Consequently, they argue, conservation should be tried before spending billions on a pipeline. And they contend that the county hasn’t fully tapped out its existing water resources.

"It’s easy to say we are running out of water," Frankel said. "If that was the case, then every community on the face of the planet is running out of water."

Renstrom said there is no question conservation is part of the future. The county has reduced its water use by 30% per capita, he said, by using smart landscaping meters that automatically shut off sprinklers when it rains. It has also done rebates for installing low-flow toilets and programs to encourage drought-resistant landscaping.

"We have done conservation in past," he said, "we are doing conservation now and we are going to continue to do conservation regardless of whether the pipeline is done."

Kuhn, the former Colorado River District general manager, said he suspects an ulterior motive. He said that once the pipeline is built, it is easier to keep water in it — even if the Colorado River’s flows continue to shrivel.

That would require using the same playbook that many cities in the West — including San Diego and Los Angeles — have deployed: water transfers from farmers with senior rights.

"They are playing the long game," Kuhn said. "What is your ticket to play in that game? Their ticket to participate is a pipeline."

Further, the pipeline could target water that local tribes say was promised to them.

The Ute Indian Tribe has sued the state and Reclamation to resolve its water rights that could be affected.

Another local tribe, the Kaibab Band of Paiute Indians, raised concerns about the two proposed routes for the pipeline. In particular, they have objected to one that would run just outside their reservation but through their traditional territory. A second proposed route would cut through the tribe’s reservation but would be less problematic because it would be built on top of an existing highway right of way.

The tribe has repeatedly voiced its objections, said its lawyer, Alice Walker.

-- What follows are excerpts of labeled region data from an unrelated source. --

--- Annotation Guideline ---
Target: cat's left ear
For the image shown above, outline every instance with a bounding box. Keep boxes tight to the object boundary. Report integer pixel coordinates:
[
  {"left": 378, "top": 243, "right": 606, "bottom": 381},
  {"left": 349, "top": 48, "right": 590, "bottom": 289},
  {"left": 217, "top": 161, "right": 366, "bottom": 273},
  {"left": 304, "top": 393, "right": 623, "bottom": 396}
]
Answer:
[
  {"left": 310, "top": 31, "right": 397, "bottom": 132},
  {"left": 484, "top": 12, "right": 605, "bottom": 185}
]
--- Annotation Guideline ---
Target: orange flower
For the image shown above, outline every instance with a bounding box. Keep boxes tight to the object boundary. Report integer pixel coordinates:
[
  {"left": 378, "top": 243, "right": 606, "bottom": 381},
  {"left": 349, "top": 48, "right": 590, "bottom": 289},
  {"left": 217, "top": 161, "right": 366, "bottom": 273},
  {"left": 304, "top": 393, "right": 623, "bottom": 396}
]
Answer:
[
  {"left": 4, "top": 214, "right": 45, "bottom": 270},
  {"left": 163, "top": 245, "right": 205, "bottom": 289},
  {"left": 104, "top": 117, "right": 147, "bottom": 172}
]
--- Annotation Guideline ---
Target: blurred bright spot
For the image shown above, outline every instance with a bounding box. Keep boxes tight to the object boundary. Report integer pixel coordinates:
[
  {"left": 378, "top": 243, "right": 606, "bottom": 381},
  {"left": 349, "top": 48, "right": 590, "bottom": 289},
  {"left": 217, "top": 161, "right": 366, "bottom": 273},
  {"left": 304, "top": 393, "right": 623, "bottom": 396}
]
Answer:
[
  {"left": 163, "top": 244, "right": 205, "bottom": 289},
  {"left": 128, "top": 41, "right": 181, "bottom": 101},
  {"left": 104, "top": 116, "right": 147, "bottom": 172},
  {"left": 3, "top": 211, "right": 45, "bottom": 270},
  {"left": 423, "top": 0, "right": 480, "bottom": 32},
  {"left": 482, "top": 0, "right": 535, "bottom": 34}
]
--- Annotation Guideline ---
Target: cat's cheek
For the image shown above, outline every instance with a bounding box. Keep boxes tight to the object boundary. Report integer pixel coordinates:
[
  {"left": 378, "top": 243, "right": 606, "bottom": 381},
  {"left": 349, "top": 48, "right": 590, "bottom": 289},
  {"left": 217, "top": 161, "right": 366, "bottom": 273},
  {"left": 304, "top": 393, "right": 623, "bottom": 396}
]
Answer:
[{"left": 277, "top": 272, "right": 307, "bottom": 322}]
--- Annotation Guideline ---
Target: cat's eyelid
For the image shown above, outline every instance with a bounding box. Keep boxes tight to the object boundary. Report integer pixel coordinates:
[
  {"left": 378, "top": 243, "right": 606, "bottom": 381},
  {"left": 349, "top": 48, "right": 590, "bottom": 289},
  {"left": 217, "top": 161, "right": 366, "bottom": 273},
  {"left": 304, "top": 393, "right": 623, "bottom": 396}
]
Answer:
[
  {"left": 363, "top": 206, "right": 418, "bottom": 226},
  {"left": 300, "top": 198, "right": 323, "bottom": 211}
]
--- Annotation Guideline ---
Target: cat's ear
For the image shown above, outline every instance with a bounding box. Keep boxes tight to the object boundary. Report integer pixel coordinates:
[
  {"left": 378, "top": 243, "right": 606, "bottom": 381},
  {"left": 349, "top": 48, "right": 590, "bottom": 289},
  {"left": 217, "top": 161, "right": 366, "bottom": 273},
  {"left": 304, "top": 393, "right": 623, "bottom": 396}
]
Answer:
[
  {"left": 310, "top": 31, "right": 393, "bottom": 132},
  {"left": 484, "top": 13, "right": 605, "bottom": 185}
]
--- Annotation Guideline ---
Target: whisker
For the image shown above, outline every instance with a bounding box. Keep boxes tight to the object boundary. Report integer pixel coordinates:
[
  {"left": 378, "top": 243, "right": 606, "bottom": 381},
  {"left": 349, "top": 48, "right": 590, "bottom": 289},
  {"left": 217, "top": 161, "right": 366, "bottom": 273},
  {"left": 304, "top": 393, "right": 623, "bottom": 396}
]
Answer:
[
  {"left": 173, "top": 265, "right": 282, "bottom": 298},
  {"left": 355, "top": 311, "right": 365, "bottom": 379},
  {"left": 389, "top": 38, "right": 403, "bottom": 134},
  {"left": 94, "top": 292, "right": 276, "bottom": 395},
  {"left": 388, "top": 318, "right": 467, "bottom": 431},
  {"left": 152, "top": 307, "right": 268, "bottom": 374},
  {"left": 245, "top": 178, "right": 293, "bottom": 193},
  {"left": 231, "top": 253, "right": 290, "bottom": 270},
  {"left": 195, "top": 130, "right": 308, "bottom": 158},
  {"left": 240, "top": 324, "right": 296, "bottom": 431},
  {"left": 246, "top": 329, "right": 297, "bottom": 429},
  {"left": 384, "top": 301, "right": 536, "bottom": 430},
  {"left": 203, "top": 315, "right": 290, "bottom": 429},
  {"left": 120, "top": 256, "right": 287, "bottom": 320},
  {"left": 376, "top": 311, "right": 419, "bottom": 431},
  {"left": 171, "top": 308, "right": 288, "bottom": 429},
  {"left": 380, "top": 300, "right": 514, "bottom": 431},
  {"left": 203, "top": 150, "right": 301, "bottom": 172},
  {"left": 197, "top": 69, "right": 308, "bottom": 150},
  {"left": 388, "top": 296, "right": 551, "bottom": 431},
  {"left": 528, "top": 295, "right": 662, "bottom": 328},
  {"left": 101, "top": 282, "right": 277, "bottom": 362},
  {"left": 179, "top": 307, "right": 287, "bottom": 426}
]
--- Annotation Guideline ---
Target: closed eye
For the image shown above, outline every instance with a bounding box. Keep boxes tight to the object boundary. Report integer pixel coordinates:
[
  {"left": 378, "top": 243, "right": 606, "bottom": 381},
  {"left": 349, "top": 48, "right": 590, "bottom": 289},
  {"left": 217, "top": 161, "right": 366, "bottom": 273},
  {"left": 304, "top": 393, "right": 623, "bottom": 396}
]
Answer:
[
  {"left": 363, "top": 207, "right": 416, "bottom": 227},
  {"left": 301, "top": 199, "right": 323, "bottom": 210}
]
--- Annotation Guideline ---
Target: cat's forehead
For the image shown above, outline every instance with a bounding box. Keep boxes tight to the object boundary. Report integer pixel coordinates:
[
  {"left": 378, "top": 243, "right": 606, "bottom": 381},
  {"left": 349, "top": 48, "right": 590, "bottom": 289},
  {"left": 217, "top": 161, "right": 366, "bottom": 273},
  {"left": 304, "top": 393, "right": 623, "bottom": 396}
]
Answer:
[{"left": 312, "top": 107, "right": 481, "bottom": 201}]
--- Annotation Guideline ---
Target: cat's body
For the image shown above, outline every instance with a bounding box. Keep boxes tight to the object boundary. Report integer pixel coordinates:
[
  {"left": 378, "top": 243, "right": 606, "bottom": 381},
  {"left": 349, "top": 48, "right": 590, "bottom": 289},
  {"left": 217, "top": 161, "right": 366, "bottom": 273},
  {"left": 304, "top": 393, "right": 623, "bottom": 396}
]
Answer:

"The tribe remains substantially involved," she said, "and [has] concerns about the potential impacts of the pipeline on its homeland and its traditional territory.”

Renstrom and his water district have been upfront that agricultural transfers may be part of the county’s future. But he pushed back on the notion that it will pursue "buy and dry" policies that put farmers out of business.

"We do not like the buy-and-dry model implemented in other locations," he said.

Kuhn also suggested that the project is illegal because it would technically transfer water from the Upper Basin of the Colorado River to its Lower Basin (Utah is in both basins). Previously, that has required approval of all basin states.

To Kuhn, the pipeline is just one move in a complicated game as the basin states begin negotiating new river operations due in 2026.

"This is very early in a chess match," he said. "These large municipal districts are lining up their strategy to make sure as the river continues to diminish because of climate change, they have access to the most senior rights — and those senior rights are agriculture. If you have the pipelines and canals in place, you’re in good shape."

“They want to get this done before it’s impossible to get done," he added. "They may have missed that window. Twenty years ago, the project would be under construction or built.”